Hydai antik kenti - Muğla, Milas, Damlıboğaz köyü
Damlıboğaz / Hydai, Muğla İl merkezinin batısında, Milas İlçesi'nin 6 km batı-güneybatısında, Hydai (Grekçe su[2]) antik kentinde yer alan bir düz yerleşmedir. Güllük Körfezi'ne açılan Sarıçay (antik dönemdeki adı Kybersos) Vadisi'ndeki Damlıboğaz Köyü'nün hemen yakınındadır.[3] Hydai antik kentinin MÖ 478 yılında kurulduğu, ancak Sarıçay'ın yatağının değişmesi üzerine ortaya çıkan mezarlıktaki buluntulara göre yerleşmede iskanın MÖ 3. binyıla kadar geri gittiği anlaşılmaktadır.[4] Kent sarp ve kayalık bir tepenin zirvesinde kurulmuştur. Attik Delos Birliği'ne Kydae adıyla üye olduğu bilinmektedir.[5]
Kazılar
Yerleşmede 2000 yılında Milas Müzesi'nin başkanlığında Muğla Üniversitesi Arkeoloji ve Sanat Tarihi Bölümü ile işbirliği içinde kurtarma kazıları başlatılmıştır.[3] Halen Muğla Üniversitesi Sosyal Bilimler Enstitüsü, Arkeoloji Anabilim Dalı'nca, Karia Bölgesi Kültür Envanterinin Çıkarılması ve Karia Dip Tarihi projeleri çerçevesinde yüzey araştırmaları ve kazı yapılmaktadır.[6]
Buluntular
Yerleşme 1970 yılından beri kaçak kazılarla yağmalanmakta olup çıkarılan çanak çömleğin tüme yakın kısmı tek bir alıcı tarafından toplanmıştır. Bu sayede dağılmadan toplanabilen bu koleksiyon 2001 yılında Sadret Hanım Müzesi tarafından satın alınmıştır.[4] Halen müzelerde ve özel koleksiyonda bulunan Damlıboğaz buluntusu çanak çömlekler, dünyanın en zengin koleksiyonlarından biri olarak kabul edilmektedir.[7] MÖ 3. binyıla tarihlenen koleksiyonda gaga ağızlı testiler, kulplu çömlek ve iki kulplu tankartlar bulunmaktadır.[4]

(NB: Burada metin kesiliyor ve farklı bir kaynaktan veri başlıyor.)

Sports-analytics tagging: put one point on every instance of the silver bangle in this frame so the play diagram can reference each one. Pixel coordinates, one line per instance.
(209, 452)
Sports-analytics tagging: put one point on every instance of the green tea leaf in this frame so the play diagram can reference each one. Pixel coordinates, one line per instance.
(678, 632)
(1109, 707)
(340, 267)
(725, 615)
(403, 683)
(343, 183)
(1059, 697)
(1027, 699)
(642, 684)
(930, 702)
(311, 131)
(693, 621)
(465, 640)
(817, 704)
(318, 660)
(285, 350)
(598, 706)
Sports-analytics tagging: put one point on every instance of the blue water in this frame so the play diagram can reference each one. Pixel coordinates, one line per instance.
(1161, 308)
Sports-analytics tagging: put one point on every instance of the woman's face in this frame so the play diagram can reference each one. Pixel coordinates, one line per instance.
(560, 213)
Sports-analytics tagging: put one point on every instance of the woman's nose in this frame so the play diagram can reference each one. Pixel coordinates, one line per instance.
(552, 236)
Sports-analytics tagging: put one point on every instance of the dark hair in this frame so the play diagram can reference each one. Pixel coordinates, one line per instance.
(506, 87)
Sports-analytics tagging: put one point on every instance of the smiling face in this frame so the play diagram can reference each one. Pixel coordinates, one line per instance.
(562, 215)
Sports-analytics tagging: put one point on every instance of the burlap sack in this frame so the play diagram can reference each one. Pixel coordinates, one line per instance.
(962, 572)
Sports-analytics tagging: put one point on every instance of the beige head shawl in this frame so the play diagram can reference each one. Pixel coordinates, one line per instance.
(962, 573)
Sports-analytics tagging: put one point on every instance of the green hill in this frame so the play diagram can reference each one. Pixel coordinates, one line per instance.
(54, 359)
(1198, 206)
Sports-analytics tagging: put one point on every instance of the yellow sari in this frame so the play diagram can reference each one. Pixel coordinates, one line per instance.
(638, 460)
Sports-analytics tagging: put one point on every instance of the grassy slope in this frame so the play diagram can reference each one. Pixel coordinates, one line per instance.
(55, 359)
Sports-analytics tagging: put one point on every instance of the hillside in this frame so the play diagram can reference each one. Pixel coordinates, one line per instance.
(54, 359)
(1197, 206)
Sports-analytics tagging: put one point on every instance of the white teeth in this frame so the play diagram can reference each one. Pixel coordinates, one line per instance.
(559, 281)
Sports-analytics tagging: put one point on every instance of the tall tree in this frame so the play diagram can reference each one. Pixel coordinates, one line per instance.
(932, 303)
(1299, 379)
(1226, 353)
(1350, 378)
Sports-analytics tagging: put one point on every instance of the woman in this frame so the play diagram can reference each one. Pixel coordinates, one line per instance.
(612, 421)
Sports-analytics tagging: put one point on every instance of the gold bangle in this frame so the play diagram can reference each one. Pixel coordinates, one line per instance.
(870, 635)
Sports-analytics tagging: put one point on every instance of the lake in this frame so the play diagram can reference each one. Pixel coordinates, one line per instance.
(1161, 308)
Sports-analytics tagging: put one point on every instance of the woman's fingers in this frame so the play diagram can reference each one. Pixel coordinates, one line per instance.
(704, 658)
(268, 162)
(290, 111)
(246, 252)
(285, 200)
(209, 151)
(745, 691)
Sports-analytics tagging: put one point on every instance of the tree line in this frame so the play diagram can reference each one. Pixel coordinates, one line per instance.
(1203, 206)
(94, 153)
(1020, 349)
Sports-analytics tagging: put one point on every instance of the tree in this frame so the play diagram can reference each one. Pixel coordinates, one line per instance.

Günümüzde Damlıboğaz Köyü'nün yaslandığı 150 – 160 metre yükseklikteki Kale Tepesi, Hydai'nin akropolisidir. Akropolisi saran, halka sur tarzındaki sur kuru duvar tekniği kullanılarak, toplama taşların yüzeyleri düzeltilmeden ve 3,3 – 3,5 metre kalınlıkta yapılmıştır. Sur boyunca, bir kule olduğunu işaret eden herhangi bir kanıt yoktur. Sub - Geometrik Dönem çanak çömleğine dayanılarak MÖ 7. yüzyılda inşa edildiği ileri sürülmektedir. Surların iç kısmında anakayaya oyulmuş, gömüt ve işlik olduğu düşünülen kaya döşemeleri dışında fazla bir kalıntı günümüze kalmamıştır.[5]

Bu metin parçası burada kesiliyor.